“Virtual reality holds the key to the evolution of the human mind” - Dr. Lawrence Angelo, a terrible film (1992)
I was born in 1985, and thus grew up believing that by the mystical and far off Year 2000 I’d be testing my wits alongside Sherlock Holmes in a holodeck, plugging all sorts of electronic nonsense into my brain, and seeing the world through kickass bionic eyeballs. It’s now 2008, and aside from briefly experimenting with psychedelics, I’ve yet to experience anything compellingly realityish outside of the one in which I pay parking tickets every month. Why?
The term “virtual reality” was coined by dreadlocked theorist Jaron Lanier (left) in the ‘80s, and quickly succumbed to much hype, theorization, and sci-fi speculation. “Home Reality Engines” were going to revolutionize our daily lives. We were going to turn into cats and prowl cyberspace, navigate file structures by zipping through miles of glowing electronic cabinets, and make sweet love to all sorts of virtual womens. It was all very poetic and exciting, and I believed every word of it, even the fictional ones.
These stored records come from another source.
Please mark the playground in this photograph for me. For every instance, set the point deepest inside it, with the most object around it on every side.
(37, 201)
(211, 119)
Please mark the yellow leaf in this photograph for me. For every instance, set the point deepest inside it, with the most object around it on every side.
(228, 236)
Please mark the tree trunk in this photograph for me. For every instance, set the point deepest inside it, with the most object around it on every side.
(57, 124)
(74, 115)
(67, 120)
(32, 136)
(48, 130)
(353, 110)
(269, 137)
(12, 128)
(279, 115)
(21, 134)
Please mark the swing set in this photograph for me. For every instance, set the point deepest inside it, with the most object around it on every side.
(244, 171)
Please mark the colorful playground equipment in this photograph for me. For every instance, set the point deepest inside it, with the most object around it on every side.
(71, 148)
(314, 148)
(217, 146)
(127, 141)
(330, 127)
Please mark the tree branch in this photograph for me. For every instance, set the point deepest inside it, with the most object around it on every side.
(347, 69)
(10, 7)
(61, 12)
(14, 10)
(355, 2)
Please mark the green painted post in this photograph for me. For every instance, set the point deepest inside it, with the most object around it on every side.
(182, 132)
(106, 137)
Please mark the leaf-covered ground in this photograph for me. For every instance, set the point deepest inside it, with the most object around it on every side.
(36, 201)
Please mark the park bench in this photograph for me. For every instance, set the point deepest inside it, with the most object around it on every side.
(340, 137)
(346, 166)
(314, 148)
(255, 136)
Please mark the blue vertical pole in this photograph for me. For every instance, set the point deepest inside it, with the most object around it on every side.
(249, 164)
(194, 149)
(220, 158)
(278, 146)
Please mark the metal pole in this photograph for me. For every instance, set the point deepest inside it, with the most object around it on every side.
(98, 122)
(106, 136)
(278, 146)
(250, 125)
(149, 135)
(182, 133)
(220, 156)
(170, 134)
In a 1988 interview with the Whole Earth Review, Lanier explained what it might be like to play an instrument inside of virtual reality:
“With a saxophone you'll be able to play cities and dancing lights, and you'll be able to play the herding of buffalo's plains made of crystal, and you'll be able to play your own body and change yourself as you play the saxophone. You could become a comet in the sky one moment and then gradually unfold into a spider that's bigger than the planet that looks down at all your friends from high above.”
If Lanier's vision existed, WiiMusic would be toast. So where did we go wrong? What happened to all of the grandiose speculation? Sure, I paid too much to be strapped into VR machines in ‘90s arcades, and current military simulations are quite advanced, but they’re far from the “Home Reality Engine,” and nothing at all like the cyberspace I envisioned as a fanciful child. I have yet to unfold into a spider bigger than the planet.
As it happens, the fictions that inspired my fascination with VR may not be so farfetched – and the following developments may eventually make Lanier’s crystal plains my new favorite place to pay parking tickets.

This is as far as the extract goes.